Publication Date: Wednesday, March 17, 2004

Baylands cleanup will tackle Cargill salt pond this summer

By Marion Softky
Almanac Staff Writer

By the time it finishes cleaning up Menlo Park baylands contaminated by 60 years of trap and skeet shooting, the San Francisco Public Utilities Commission will have removed 77,200 cubic yards of dirt at a cost of $20 million. Then the land will need to be restored to be healthy for fish and wildlife.

PUC General Manager Pat Martel reported to the San Mateo County Board of Supervisors March 2 on the progress of its Baylands Recovery Project. It is cleaning up the marsh and salt pond peppered with lead shot, shattered clay pigeons, and shell casings by the Peninsula Sportsmen's Club from 1969 to 1994.

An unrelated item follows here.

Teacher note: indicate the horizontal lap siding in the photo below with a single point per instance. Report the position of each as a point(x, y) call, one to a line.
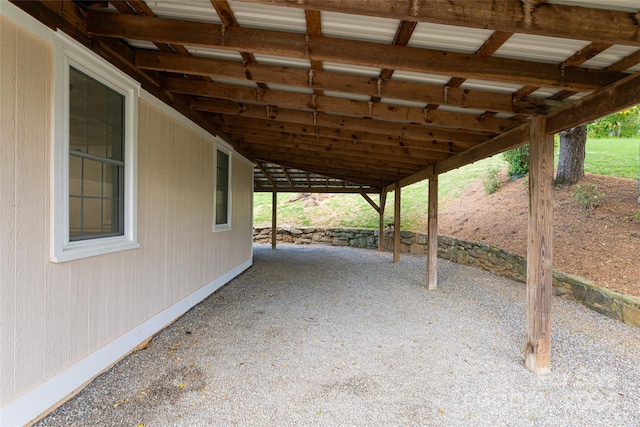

"The risk to human health is minimal, but there's a possible threat to wildlife," she said.

The club, which operated on some 40 acres leased from the San Francisco Water Department, was closed down in 1994 by the state Regional Water Quality Control Board, and told to clean up. The club promptly went bankrupt, and the San Francisco PUC is fixing the mess.

The property is traversed by two of the main pipelines carrying water from the Sierra, across the Bay, to serve San Francisco and the Peninsula.

Since 2000, work crews have torn down the club's buildings and been scraping the land. For several weeks this spring, dump trucks will carry some 5,000 cubic yards of stockpiled dirt across the Dumbarton Bridge to landfill sites in the Central Valley, said PUC planner Maureen Barry.

During the coming two summers, workers will remove some 66,000 cubic yards of contaminated soil from the Cargill salt pond and levee just north of the site.

The PUC has involved the community in planning the project, and has hired more than half its workers from Project Build at OICW, the Menlo Park job-training center, Ms. Martel reported. "We've developed a neat partnership with OICW. We've hired and trained local workers."

Ms. Martel plans to involve the community in similar ways when the PUC starts its next major project to strengthen its aging water system.

"We've received no complaints to date on this project," she said. "We will do the same when we rebuild the water system."